Barulho faz mal de verdade. A Organização Mundial da Saúde sugere que pode causar a perda da audição, problemas gastrointestinais, cardiovasculares e respiratórios, distúrbio no sistema nervoso e até depressão. Além, é claro, daquela sensação ruim de cansaço e frustração de quem vê o seu bebê acordado por uma buzina de madrugada ou quem não consegue nem falar ao telefone por conta da britadeira da Sabesp.
Há sons gostosos em São Paulo, claro, mas eles parecem cada vez mais estar ligados ao tempo da memória. Antes de a cidade ser tragada pelas vias expressas, quem morava nos bairros conhecia o chamado de cada vendedor, do afiador de facas, do tintureiro, pela sua musiquinha. O vendedor de sorvete na década de 1940 do Brás atraía as crianças com o seu clássico “survetinho, survetón, sorvetinho de limón, quem não tem dez tostão, não toma sorvete, não”.
A cidade se agigantou e sons urbanos perderam o romantismo. Em “A Capital da Vertigem”, Roberto Pompeu de Toledo escreveu que “Modernidade, entre tantas coisas, é barulho”. Foi esse barulho que inspirou Mario de Andrade a escrever “Pauliceia Desvairada”, depois de se debruçar para os ruídos, luzes e gritos da avenida São João.
Se em Mario, a barulheira inspirou prosa e poesia, ainda é possível encontrar lirismo em alguns sons da cidade, uma conversa gostosa na esquina, crianças brincando na praça do bairro e, para alguns até no homem da “pamonha, pamonha, pamonha de Piracicaba”.

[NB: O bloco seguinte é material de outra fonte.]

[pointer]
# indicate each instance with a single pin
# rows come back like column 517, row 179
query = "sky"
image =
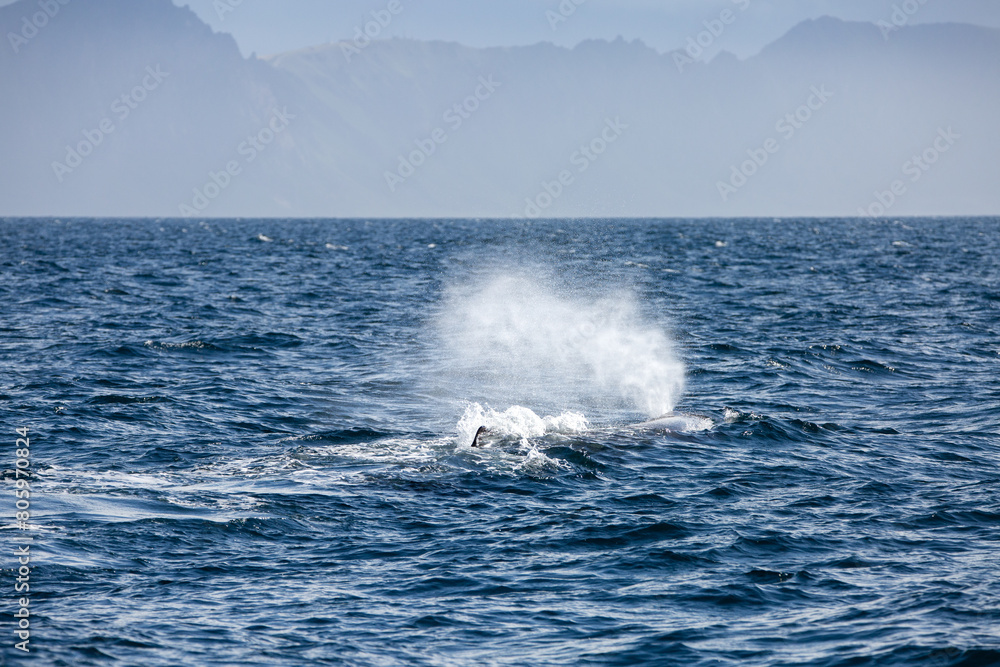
column 273, row 26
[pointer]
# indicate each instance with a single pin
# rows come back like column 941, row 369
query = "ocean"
column 709, row 442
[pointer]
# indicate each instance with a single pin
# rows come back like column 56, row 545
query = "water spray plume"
column 509, row 340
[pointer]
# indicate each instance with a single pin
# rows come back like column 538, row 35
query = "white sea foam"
column 516, row 422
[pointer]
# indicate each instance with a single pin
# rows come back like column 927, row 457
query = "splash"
column 508, row 340
column 517, row 422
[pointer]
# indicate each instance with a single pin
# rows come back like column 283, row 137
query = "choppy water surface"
column 251, row 441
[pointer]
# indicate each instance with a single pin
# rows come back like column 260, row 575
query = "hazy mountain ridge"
column 680, row 130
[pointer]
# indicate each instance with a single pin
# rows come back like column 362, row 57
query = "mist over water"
column 511, row 339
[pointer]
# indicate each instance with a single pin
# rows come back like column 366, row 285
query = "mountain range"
column 137, row 108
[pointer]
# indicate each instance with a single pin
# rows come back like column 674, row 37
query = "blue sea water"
column 250, row 441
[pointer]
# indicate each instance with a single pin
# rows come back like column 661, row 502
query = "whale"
column 482, row 431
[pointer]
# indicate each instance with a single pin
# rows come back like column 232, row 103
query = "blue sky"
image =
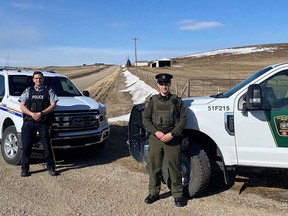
column 76, row 32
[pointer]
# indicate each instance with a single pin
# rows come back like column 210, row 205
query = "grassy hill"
column 210, row 74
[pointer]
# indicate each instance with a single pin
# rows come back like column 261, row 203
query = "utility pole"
column 135, row 39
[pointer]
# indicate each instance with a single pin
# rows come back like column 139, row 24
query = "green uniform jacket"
column 148, row 111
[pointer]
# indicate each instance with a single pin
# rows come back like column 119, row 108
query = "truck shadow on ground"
column 115, row 148
column 270, row 183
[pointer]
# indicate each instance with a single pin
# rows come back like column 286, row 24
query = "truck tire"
column 10, row 150
column 196, row 171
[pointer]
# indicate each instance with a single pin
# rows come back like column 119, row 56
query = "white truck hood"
column 77, row 103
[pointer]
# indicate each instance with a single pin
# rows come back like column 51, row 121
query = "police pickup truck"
column 77, row 121
column 245, row 127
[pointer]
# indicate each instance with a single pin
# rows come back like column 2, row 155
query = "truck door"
column 262, row 135
column 137, row 134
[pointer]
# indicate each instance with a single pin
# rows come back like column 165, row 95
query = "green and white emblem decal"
column 279, row 125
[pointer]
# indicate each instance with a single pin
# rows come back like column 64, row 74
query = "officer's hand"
column 36, row 116
column 159, row 134
column 167, row 137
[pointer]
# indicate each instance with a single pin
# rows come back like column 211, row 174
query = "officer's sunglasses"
column 163, row 84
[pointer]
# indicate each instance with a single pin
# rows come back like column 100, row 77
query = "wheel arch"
column 10, row 122
column 205, row 142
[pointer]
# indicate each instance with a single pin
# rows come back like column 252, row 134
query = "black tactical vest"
column 165, row 113
column 38, row 101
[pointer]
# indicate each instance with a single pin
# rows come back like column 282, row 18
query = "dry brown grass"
column 77, row 71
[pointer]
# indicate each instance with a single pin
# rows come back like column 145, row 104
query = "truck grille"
column 64, row 121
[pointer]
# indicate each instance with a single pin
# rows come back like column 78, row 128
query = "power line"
column 135, row 48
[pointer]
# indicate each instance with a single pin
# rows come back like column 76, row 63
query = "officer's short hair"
column 164, row 78
column 37, row 72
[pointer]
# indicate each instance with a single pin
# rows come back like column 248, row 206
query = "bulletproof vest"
column 165, row 113
column 38, row 101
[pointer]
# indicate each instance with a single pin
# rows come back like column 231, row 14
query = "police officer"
column 36, row 103
column 164, row 117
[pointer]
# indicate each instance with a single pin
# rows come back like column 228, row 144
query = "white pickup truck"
column 78, row 119
column 245, row 127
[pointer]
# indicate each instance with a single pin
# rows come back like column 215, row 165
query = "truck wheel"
column 196, row 171
column 9, row 147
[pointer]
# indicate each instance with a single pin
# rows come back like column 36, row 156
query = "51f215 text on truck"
column 245, row 127
column 78, row 120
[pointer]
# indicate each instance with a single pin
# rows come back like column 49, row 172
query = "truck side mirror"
column 86, row 93
column 254, row 97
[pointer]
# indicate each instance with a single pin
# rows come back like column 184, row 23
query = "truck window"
column 61, row 85
column 2, row 88
column 275, row 91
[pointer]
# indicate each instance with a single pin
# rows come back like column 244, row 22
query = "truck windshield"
column 244, row 82
column 61, row 85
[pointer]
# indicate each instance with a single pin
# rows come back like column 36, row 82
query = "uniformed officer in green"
column 164, row 117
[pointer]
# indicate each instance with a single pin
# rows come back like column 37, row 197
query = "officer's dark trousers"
column 170, row 153
column 29, row 131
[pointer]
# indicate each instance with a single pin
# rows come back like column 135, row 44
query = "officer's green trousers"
column 170, row 153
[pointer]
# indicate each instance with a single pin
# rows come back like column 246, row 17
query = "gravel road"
column 109, row 182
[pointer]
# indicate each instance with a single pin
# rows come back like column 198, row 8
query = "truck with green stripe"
column 245, row 127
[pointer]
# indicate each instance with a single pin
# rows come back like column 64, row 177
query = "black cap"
column 163, row 78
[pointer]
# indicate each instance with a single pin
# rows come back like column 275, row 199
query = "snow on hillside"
column 139, row 91
column 243, row 50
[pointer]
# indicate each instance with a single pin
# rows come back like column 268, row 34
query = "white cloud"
column 26, row 6
column 196, row 25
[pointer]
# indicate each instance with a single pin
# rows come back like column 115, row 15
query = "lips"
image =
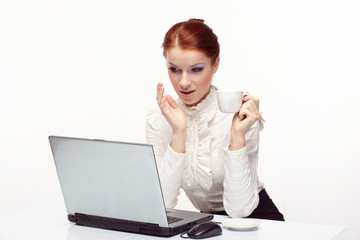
column 187, row 93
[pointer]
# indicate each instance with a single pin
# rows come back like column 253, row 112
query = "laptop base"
column 131, row 226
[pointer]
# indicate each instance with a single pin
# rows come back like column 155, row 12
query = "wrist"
column 237, row 141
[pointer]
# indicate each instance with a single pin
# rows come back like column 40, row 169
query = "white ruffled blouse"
column 213, row 178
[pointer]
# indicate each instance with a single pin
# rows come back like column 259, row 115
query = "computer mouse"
column 204, row 230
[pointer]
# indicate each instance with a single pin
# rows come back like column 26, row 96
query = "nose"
column 185, row 81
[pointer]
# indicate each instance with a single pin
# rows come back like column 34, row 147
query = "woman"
column 211, row 155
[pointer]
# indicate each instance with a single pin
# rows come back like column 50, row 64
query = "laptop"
column 115, row 185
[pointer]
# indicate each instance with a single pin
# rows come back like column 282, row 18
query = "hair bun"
column 196, row 20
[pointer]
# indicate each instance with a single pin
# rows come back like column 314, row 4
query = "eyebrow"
column 190, row 66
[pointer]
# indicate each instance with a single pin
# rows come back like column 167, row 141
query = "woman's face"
column 190, row 72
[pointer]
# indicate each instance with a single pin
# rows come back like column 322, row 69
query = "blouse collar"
column 203, row 104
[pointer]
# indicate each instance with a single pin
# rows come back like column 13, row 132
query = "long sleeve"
column 170, row 164
column 240, row 177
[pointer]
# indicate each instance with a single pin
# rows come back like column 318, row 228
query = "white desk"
column 50, row 222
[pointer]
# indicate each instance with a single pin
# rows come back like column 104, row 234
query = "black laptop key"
column 173, row 219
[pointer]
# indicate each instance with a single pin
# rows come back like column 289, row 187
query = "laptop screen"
column 109, row 179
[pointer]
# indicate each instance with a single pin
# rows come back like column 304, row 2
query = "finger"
column 254, row 99
column 171, row 101
column 242, row 115
column 160, row 92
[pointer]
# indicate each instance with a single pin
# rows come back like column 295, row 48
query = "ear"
column 216, row 64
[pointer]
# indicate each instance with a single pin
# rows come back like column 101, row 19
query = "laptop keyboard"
column 173, row 219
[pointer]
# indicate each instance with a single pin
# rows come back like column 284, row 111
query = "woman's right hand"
column 175, row 117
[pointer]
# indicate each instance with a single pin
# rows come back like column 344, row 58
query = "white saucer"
column 241, row 224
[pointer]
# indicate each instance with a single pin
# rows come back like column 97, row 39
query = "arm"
column 170, row 157
column 240, row 180
column 170, row 164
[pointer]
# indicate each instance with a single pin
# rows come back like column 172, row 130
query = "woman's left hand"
column 243, row 120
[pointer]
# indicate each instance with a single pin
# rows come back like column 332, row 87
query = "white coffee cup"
column 229, row 101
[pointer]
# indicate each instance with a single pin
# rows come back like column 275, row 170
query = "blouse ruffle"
column 198, row 168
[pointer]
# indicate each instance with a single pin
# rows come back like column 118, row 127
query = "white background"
column 90, row 68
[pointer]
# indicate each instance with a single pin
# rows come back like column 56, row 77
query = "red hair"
column 193, row 35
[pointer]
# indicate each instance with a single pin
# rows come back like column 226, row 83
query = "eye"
column 197, row 69
column 174, row 69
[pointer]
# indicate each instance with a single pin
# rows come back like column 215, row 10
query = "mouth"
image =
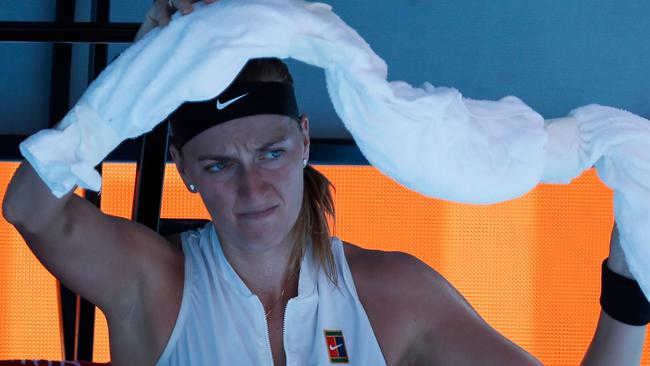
column 258, row 214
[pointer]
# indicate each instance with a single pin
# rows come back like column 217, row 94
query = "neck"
column 265, row 271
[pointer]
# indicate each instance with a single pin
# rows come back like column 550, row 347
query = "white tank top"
column 221, row 322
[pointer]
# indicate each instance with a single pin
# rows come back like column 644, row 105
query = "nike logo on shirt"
column 337, row 346
column 221, row 106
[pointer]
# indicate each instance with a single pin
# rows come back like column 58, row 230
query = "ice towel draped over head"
column 429, row 139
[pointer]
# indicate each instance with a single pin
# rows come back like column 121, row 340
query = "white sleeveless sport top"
column 221, row 322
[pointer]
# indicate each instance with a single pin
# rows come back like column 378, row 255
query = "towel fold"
column 427, row 138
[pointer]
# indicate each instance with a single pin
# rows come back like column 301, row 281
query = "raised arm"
column 101, row 257
column 443, row 328
column 614, row 342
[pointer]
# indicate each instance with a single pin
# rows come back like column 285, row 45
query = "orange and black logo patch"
column 336, row 346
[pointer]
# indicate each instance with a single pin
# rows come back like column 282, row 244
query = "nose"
column 251, row 182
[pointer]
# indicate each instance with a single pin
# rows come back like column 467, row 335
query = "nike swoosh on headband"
column 221, row 106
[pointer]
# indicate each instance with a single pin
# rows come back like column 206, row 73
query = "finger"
column 164, row 19
column 184, row 6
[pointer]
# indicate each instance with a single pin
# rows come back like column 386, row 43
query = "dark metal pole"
column 150, row 172
column 82, row 32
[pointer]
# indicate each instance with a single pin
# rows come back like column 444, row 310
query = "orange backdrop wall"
column 530, row 267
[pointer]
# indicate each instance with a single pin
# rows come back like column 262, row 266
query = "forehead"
column 249, row 132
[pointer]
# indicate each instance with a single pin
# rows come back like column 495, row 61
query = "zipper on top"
column 266, row 327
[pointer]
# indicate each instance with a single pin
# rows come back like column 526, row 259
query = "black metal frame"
column 77, row 315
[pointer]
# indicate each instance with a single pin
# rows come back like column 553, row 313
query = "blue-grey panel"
column 27, row 10
column 129, row 11
column 555, row 55
column 25, row 89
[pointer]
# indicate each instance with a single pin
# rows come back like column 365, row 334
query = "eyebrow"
column 259, row 149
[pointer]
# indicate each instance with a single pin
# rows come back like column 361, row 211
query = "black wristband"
column 622, row 298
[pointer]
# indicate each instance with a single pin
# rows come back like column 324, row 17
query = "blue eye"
column 275, row 151
column 219, row 167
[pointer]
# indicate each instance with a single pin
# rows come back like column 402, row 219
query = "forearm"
column 615, row 343
column 28, row 203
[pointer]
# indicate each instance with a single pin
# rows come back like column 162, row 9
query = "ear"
column 304, row 122
column 177, row 156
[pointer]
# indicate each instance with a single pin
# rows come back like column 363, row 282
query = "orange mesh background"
column 529, row 266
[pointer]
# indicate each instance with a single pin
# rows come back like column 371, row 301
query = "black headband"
column 238, row 100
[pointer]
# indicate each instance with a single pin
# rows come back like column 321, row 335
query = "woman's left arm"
column 614, row 342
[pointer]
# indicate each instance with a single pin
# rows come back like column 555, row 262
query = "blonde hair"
column 317, row 213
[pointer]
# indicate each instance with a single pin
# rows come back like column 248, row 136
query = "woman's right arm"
column 106, row 259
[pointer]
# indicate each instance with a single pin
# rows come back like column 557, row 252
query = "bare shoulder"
column 399, row 294
column 381, row 270
column 419, row 318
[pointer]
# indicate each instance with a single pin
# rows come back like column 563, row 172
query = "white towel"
column 429, row 139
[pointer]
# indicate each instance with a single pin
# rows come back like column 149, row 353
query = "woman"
column 315, row 303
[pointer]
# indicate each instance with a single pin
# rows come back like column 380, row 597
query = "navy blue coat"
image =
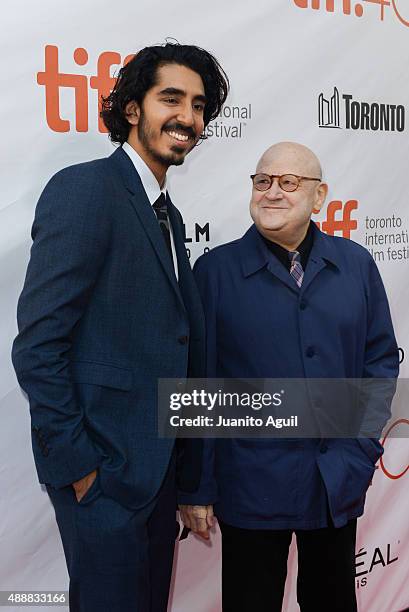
column 261, row 325
column 101, row 318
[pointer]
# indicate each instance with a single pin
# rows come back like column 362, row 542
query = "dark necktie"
column 296, row 269
column 161, row 210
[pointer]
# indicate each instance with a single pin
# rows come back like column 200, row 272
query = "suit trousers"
column 118, row 559
column 254, row 568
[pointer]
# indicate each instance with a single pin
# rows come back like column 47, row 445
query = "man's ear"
column 320, row 196
column 132, row 112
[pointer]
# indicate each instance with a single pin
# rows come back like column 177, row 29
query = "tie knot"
column 160, row 203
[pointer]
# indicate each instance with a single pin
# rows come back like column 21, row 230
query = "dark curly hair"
column 140, row 74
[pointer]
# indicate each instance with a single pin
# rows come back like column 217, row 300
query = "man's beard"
column 145, row 135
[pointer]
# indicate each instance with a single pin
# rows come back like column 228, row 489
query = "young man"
column 287, row 301
column 109, row 306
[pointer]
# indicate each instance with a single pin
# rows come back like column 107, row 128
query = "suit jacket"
column 101, row 318
column 261, row 325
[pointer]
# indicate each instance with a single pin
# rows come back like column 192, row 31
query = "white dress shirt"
column 152, row 189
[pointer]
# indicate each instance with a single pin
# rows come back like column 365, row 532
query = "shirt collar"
column 148, row 179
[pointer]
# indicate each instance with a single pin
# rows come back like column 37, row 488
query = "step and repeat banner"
column 331, row 74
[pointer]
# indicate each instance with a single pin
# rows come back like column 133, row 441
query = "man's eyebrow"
column 174, row 91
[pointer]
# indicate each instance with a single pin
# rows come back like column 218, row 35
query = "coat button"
column 310, row 352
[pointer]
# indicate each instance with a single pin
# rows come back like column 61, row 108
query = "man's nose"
column 275, row 190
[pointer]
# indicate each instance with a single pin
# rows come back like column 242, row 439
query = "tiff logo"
column 328, row 110
column 53, row 80
column 342, row 223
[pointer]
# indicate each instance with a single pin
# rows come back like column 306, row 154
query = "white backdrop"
column 280, row 56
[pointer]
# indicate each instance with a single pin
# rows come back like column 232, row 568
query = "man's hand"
column 82, row 486
column 198, row 518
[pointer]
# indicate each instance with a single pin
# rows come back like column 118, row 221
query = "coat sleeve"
column 381, row 365
column 71, row 233
column 206, row 279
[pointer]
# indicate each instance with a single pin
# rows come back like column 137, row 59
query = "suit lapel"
column 142, row 207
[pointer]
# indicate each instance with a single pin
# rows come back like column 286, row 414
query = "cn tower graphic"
column 328, row 110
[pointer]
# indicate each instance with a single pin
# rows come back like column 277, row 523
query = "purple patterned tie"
column 296, row 270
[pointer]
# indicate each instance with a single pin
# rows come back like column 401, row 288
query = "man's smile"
column 178, row 136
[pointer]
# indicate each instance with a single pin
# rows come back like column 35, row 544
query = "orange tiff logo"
column 341, row 223
column 52, row 79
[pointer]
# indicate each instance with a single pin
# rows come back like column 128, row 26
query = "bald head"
column 290, row 158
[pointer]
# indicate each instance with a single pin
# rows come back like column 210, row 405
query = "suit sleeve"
column 381, row 366
column 71, row 234
column 206, row 279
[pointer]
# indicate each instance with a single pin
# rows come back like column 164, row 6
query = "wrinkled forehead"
column 289, row 160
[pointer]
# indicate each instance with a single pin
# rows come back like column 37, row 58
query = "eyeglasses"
column 287, row 182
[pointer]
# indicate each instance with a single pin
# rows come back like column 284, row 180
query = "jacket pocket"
column 101, row 374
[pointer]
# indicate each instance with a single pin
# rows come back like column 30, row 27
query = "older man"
column 287, row 301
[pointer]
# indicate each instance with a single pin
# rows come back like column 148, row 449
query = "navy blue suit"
column 261, row 325
column 101, row 318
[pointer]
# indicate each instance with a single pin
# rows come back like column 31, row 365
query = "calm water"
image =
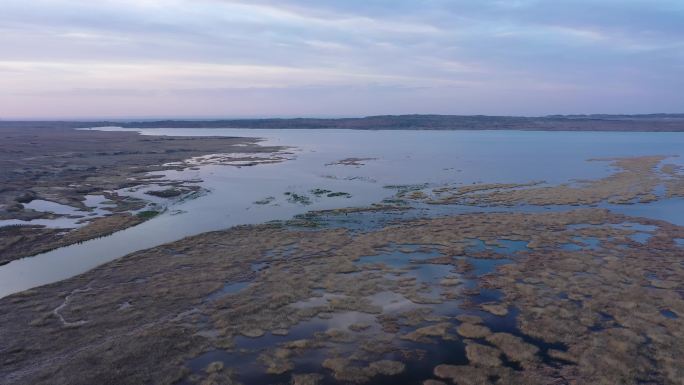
column 401, row 157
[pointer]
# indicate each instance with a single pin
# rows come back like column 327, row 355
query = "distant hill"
column 649, row 122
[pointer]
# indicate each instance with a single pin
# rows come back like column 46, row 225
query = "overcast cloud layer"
column 225, row 58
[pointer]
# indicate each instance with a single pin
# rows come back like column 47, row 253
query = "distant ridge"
column 596, row 122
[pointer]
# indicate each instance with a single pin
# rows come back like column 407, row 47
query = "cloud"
column 406, row 56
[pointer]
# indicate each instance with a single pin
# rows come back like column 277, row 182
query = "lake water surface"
column 396, row 158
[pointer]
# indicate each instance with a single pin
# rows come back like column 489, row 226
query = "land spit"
column 385, row 294
column 65, row 166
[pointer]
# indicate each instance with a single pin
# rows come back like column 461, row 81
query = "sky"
column 322, row 58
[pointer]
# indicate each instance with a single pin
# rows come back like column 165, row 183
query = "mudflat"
column 543, row 286
column 64, row 165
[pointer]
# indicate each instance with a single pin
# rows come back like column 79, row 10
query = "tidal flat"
column 439, row 258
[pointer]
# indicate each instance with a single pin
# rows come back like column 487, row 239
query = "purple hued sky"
column 227, row 58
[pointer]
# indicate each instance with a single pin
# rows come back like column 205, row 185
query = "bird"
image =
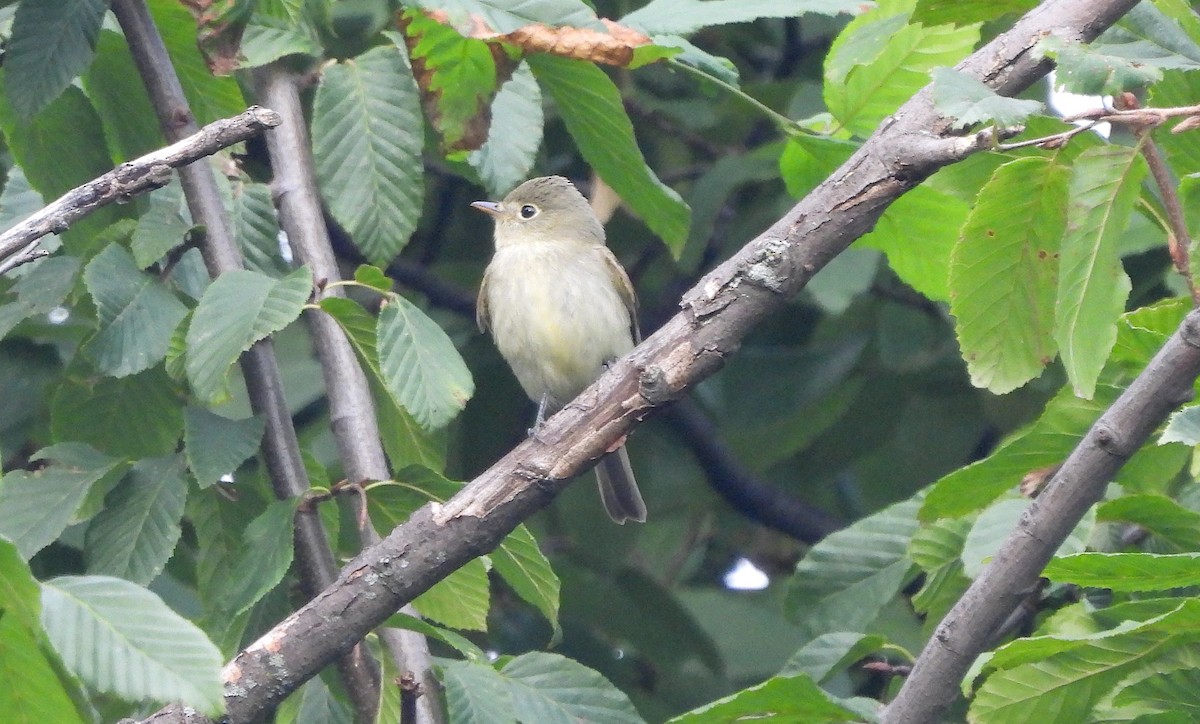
column 561, row 309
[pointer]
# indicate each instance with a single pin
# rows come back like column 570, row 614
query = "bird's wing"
column 624, row 289
column 483, row 318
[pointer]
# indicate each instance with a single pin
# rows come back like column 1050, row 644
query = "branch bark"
column 714, row 317
column 281, row 449
column 151, row 171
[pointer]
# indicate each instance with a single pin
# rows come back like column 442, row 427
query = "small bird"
column 561, row 309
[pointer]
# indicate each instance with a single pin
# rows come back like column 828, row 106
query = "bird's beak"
column 490, row 208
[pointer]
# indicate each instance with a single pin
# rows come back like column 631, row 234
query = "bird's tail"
column 618, row 489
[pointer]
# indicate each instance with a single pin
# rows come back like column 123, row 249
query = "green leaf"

Cada um percebe os barulhos de maneira diferente, mas talvez seja um traço cultural achar que todo silêncio precisa ser preenchido. No Rio de Janeiro, a cidade decidiu coibir o som alto na praia, gerando polêmica entre apoiadores e críticos. Aqui, quando a Paulista fecha para os carros, e temos a rara chance de ficar em silêncio, logo vem alguém ligar uma caixa de som, de preferência bem alta.
Por falta de interesse e de empatia, ou medo dos próprios pensamentos, o barulho ainda não chegou na pauta das prioridades de um país com tantas prioridades que ainda não chegaram à pauta. Ouvir mais gente e menos motor é parte do processo civilizatório.